An open source, dynamic programming language, focused on simplicity and productivity, developed in mid-1990 in Japan. It was designed with themed of simplifying the programming environment and making more fun. With Ruby, you can build an application with fewer lines of code. But the challenge of Ruby is the dynamically typed language, it’s not easy to maintain and its flexibility makes it slow.

It is more powerful and more object-oriented than Perl and Python. To do better in Ruby language you must have prior knowledge of Ruby On Rails which is the main framework of Ruby.

‘The popular projects written in Ruby on Rails frameworks are GitHub, Airbnb, Twitch, Shopify and much more.


9. Objective-C

Objective-C (ObjC) is an object-oriented programming language. It is used by Apple for the OS X and iOS operating systems and their application programming interfaces (APIs). Objective-C is object-oriented, general purpose. You can call it hybrid C because of the features it adds to C programming language.


10. Java

“Write once, run everywhere” :

Java is arguably the most popular programming language you’ve ever heard. Java has been the ruling programming language for the last 20 years.

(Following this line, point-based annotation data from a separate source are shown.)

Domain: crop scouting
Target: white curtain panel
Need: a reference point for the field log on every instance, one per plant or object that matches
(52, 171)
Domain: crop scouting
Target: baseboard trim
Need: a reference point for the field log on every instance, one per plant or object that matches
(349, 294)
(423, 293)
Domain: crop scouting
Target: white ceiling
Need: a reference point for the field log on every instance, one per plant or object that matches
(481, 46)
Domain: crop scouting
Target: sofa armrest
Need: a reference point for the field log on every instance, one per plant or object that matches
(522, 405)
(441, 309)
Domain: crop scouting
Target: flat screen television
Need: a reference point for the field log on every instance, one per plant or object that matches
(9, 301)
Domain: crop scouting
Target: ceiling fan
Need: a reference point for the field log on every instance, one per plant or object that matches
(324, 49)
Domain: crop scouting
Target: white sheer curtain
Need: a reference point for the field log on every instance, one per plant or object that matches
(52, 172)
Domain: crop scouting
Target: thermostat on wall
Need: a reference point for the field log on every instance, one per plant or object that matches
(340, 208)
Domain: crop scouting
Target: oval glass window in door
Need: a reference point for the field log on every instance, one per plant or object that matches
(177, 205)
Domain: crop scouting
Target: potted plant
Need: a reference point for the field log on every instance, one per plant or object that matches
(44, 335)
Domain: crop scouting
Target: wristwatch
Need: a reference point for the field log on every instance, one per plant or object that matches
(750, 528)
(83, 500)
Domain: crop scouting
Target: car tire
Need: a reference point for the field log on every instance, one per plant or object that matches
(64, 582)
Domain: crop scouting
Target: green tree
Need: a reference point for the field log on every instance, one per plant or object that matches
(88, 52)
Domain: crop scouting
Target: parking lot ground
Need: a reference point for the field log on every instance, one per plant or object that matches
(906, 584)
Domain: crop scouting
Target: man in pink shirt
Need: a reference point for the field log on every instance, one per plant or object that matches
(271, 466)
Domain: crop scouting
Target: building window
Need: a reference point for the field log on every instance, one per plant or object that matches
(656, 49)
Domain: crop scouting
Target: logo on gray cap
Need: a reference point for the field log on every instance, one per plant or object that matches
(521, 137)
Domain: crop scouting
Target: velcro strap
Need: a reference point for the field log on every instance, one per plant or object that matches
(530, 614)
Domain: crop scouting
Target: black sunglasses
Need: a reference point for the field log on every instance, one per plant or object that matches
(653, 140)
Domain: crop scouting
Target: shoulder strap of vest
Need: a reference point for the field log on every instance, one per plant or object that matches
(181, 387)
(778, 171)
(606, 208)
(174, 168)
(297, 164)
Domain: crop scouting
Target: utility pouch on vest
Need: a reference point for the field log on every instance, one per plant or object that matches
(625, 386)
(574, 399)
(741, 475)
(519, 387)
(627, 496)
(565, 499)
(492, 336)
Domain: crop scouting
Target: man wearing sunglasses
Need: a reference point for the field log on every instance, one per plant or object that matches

Java is highly cross-platform compatible or platform independent. Since you can code anywhere (I mean on all devices), compile into low-level machine code, and finally, execute on any platform using JVM . The Java Virtual Machine (JVM) allows it to run on various devices and platforms.  

Java has a huge class library for better empowerment. From Java SE 9 &OR JDK 9 (Standard Edition)(Java Development kit) an auto-updater release will be launched in which there is no need to have any user privilege to update Java. It is comparatively slow in performance and the look wise feel is completely dependent on the tool.


11. SQL

SQL stands for Structured Query Language and allows faster retrieving of a large number of database records. It includes storing, manipulating and retrieving data stored in a relational database.

SQL keeps data precise and secure, and it also helps in maintaining the integrity of databases, irrespective of its size.

However, If you are planning to opt for database management as your career, first go through C or C++. SQL developers are in great demand and are offered high pay scales by reputed organizations.


12. GO (GoLang)

Go (released in 2009) is an effort to combine the ease of programming of an interpreted, dynamically typed language with the efficiency and safety of a statically typed, compiled language. It also aims to be modern, with support for networked and multicore computing. Programs are assembled by using packages, for efficient management of dependencies. This language also supports the environment adopting patterns akin to dynamic languages.

It merges modern day developer workflow of working with Open Source projects and includes that in the way it manages external packages, has a powerful standard library and its code can be compiled in any platform or any server and application you work on.